Since the European Central Bank
President buoyed investors last week by saying policy makers backed
quantitative easing as a way to boost prices if needed, officials including
Governing Council member Ewald Nowotny have signaled any purchases may center
on asset-backed securities. While that makes sense in an economy funded mostly
by bank loans, it’s also a market Draghi once described as “dead.”
The ECB’s focus on ABS for monetary
easing risks guiding it toward a policy that might be slow to evolve and far
smaller than the 1 trillion euros ($1.4 trillion) in bond purchases it has
already simulated. Draghi has said international regulators must change the
rules on ABSs, yet those officials are steering against the easy creation of
complex products because of the role they played in the global financial
crisis.
“A preference for ABSs has been
expressed time and again - - and in fact it is the first asset class that would
make sense for the ECB to buy,” said Marco
Valli,
chief euro-area economist at UniCredit Global Research in Milan. “The market’s
revival is conditional on the regulator changing capital requirements. Until
this changes, jump-starting the ABS market is difficult and demand for these
securities will remain weak.”
ABS Market
Securitization of assets spreads risk by
packaging individual loans such as mortgages, auto credit or credit-card debt
and selling them on to investors.
“I’d see measures to strengthen the ABS
market in Europe as
the first relevant measure,” Nowotny said on April 7. “My personal emphasis
would lie in this area.”
Total issuance of securitized assets in
Europe was 250.9 billion euros in 2012, compared with the equivalent of 1.55
trillion euros in the U.S., according to data compiled by the Association for
Financial Markets in Europe. Issuance in the first half of 2013 was 83.5
billion euros in Europe and 880 billion euros in the U.S. Moreover, some
European securitizations are used as collateral against loans from the central
bank, making them unavailable for an ECB purchase program.
The total of European issuance would be
dwarfed by the size of at least one QE simulation run by the ECB. Officials ran
models testing the impact of purchases of 1 trillion euros of bonds, a person
with knowledge of the matter told Bloomberg
News on April 4.
Large Pool
Greece’s central bank governor, George
Provopoulos, said in an interview yesterday that the ECB Governing Council is now “reflecting”
on the design of a quantitative-easing program.
The ECB is “unanimously committed to
using all instruments within its mandate, conventional and unconventional, to
deal effectively with the risks of a too-prolonged period of low inflation,” he
said inAthens.
Draghi said on April 3 that the ECB
could access a bigger pool of securitized bank loans if only there was a
more-liquid market in which to do so.
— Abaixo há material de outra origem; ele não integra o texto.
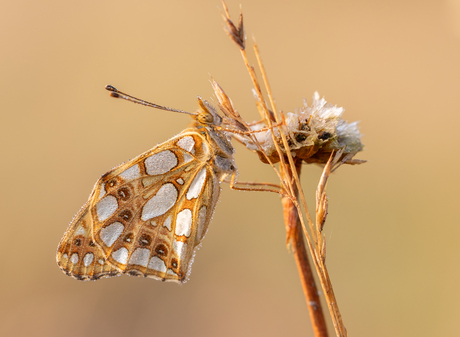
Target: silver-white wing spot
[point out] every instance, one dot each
(140, 257)
(167, 223)
(106, 207)
(131, 173)
(74, 258)
(80, 231)
(160, 163)
(157, 264)
(102, 191)
(111, 233)
(197, 184)
(201, 222)
(160, 203)
(187, 143)
(184, 222)
(121, 255)
(180, 248)
(187, 158)
(88, 259)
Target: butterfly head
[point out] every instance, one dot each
(207, 114)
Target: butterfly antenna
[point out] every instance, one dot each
(114, 92)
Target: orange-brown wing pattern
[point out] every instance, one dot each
(147, 216)
(147, 220)
(78, 255)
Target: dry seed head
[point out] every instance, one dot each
(313, 132)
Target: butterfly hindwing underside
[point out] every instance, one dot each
(146, 217)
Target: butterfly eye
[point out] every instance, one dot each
(161, 250)
(112, 183)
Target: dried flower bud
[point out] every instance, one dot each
(312, 133)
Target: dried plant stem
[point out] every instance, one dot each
(293, 226)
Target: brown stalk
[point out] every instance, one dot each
(290, 181)
(293, 226)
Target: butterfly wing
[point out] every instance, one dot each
(147, 216)
(78, 255)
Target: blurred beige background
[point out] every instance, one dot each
(393, 229)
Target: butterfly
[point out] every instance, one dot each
(147, 216)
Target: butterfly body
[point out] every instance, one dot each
(146, 217)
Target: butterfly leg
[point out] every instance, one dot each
(253, 186)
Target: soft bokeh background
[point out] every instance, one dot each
(393, 227)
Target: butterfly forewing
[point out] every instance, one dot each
(146, 217)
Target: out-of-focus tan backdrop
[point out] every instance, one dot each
(393, 228)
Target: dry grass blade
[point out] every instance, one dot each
(316, 134)
(236, 34)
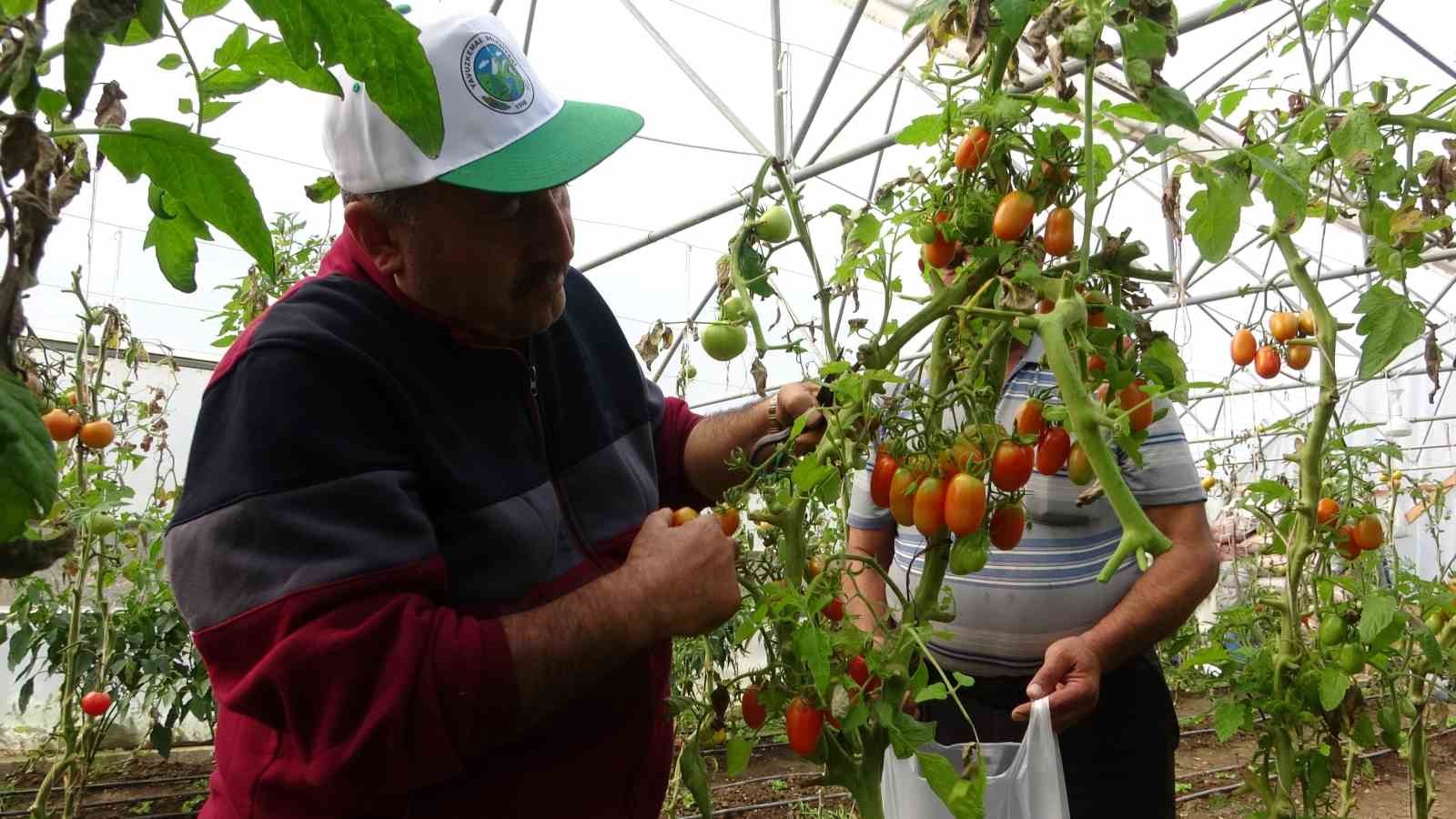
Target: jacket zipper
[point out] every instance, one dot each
(580, 541)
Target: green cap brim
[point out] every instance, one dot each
(572, 142)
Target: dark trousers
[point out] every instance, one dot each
(1118, 761)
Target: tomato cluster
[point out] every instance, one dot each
(1283, 329)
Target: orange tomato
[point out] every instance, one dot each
(98, 435)
(1014, 216)
(973, 149)
(1057, 237)
(62, 424)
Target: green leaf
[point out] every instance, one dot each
(28, 479)
(1230, 102)
(269, 57)
(1390, 324)
(922, 130)
(1229, 717)
(814, 649)
(200, 7)
(232, 48)
(1216, 210)
(378, 47)
(1358, 140)
(1376, 614)
(1271, 489)
(162, 739)
(193, 172)
(1164, 350)
(82, 50)
(230, 80)
(322, 189)
(51, 102)
(1286, 187)
(1172, 106)
(1143, 40)
(963, 796)
(737, 755)
(695, 777)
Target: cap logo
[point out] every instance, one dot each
(494, 76)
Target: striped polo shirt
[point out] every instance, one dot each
(1046, 588)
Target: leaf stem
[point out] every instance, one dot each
(197, 75)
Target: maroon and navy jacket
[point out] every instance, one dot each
(366, 496)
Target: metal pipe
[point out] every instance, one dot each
(1344, 51)
(778, 79)
(881, 143)
(890, 123)
(1414, 46)
(723, 106)
(829, 75)
(1429, 257)
(531, 24)
(915, 43)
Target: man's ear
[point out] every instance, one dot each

The total stock of outstanding loans in
the euro area was 17 trillion euros at the end of 2013, according to ECB data.
“If we are able to have these loans
being correctly priced and rated, and traded, like it would happen, like it
used to happen in the ABS market before the crisis, then we naturally have a
very large pool of assets,” he said at his monthly press conference.
Joint Paper
The ABS market can only function better
with the help of rule-setters including the Basel
Committee on Banking Supervision and
the European Union, officials say. The central bank has said that current capital
requirements are too strict for banks holding ABS.
“It is clear to everyone that the ECB
feels that EU ABSs are being treated inappropriately by present regulations and
proposals,” Executive Board member Yves Mersch said on April 7. The ECB and theBank
of England will present a joint paper on revamping
ABS regulation this week at the Spring meetings of the International
Monetary Fund in Washington.
The EU, while recognizing the need to
boost the market, is still wary of the downsides. The complicated structure of
the products can obscure the true riskiness of the underlying assets, as
happened with ABSs backed by the U.S. sub-prime mortgage market which lead to
them being blamed by regulators for sparking the financial crisis.
Covered Bonds
“We won’t forget what happened,” Michel Barnier, the EU’s financial services chief,
said in an interview on April 2. “The key thing is to come up with very strict,
rigorous, transparent and simple criteria.”
ABS isn’t a feasible route for ECB
quantitative easing any time soon, according to Richard Barwell, senior
European economist at Royal Bank of Scotland Group Plc in London.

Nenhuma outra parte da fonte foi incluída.